Benvenuti nel luogo dove tutto ha inizio … no, in realtà tutto inizia nella mia testa, ma non vi consiglio di entrarci senza una mappa dettagliata!
In poche righe non posso raccontare la nascita di ogni pezzo, per questo vi rimando al blog, ma sicuramente posso scrivere cosa accomuna tutte le Terre Storte.
Mi piace immaginare le Terre Storte come il frutto di un pensiero laterale che per un attimo sfugge alla logica di quello che sto facendo e inizia a rimbalzarmi in testa finchè non cattura la mia attenzione. A quel punto le mie mani iniziano a “prudere” (come diceva mio babbo quando si tratteneva dal darmi una sculacciata) e devo assolutamente realizzare quell’ idea!
Secondo la scienza, con il termine pensiero laterale, si intende una “modalità di risoluzione di problemi logici che prevede un approccio indiretto. Mentre una soluzione diretta prevede il ricorso alla logica sequenziale, risolvendo il problema partendo dalle considerazioni che sembrano più ovvie, il pensiero laterale se ne discosta e cerca punti di vista alternativi prima di cercare la soluzione.”

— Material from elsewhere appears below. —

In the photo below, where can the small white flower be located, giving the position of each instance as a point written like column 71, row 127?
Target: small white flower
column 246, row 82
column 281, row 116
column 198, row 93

Ora, di fronte alla spiegazione scientifica il dubbio viene spontaneo … se l’idea per un centauro mi è venuta mentre cercavo di staccare il risotto dal tegame … come posso considerarla una soluzione alternativa al problema?

Forse le mie idee più che un pensiero per la risoluzione dei problemi logici, sono una fuga dalla logica delle cose e dalla realtà, forse sono la parte di me che ancora crede ai folletti e che considera i problemi reali noiosi e privi di interesse, quindi ne prende le distanze appena diventano troppo presenti.
Probabilmente la realtà è molto più semplice, non si tratta di pensiero laterale, ma di fuga di pensieri, anzi no … le Terre Storte sono pensieri in fuga!